12 U.S.C. § 5551 - Relation to State law

Cite as12 U.S.C. § 5551

(a) In general

(1) Rule of construction

This title,1 other than sections 1044 through 1048,1 may not be construed as annulling, altering, or affecting, or exempting any person subject to the provisions of this title 1 from complying with, the statutes, regulations, orders, or interpretations in effect in any State, except to the extent that any such provision of law is inconsistent with the provisions of this title,1 and then only to the extent of the inconsistency.

(2) Greater protection under State law

For purposes of this subsection, a statute, regulation, order, or interpretation in effect in any State is not inconsistent with the provisions of this title 1 if the protection that such statute, regulation, order, or interpretation affords to consumers is greater than the protection provided under this title.1 A determination regarding whether a statute, regulation, order, or interpretation in effect in any State is inconsistent with the provisions of this title 1 may be made by the Bureau on its own motion or in response to a nonfrivolous petition initiated by any interested person.

(b) Relation to other provisions of enumerated consumer laws that relate to State law

No provision of this title,1 except as provided in section 1083,1 shall be construed as modifying, limiting, or superseding the operation of any provision of an enumerated consumer law that relates to the application of a law in effect in any State with respect to such Federal law.

(c) Additional consumer protection regulations in response to State action

(1) Notice of proposed rule required

The Bureau shall issue a notice of proposed rulemaking whenever a majority of the States has enacted a resolution in support of the establishment or modification of a consumer protection regulation by the Bureau.

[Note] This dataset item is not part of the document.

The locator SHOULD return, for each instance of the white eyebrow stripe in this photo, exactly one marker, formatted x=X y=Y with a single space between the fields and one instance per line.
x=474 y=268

(2) Bureau considerations required for issuance of final regulation

Before prescribing a final regulation based upon a notice issued pursuant to paragraph (1), the Bureau shall take into account whether-

(A) the proposed regulation would afford greater protection to consumers than any existing regulation;

(B) the intended benefits of the proposed regulation for consumers would outweigh any increased costs or inconveniences for consumers, and would not discriminate unfairly against any category or class of consumers; and

(C) a Federal banking agency has advised that the proposed regulation is likely to present an unacceptable safety and soundness risk to insured depository institutions.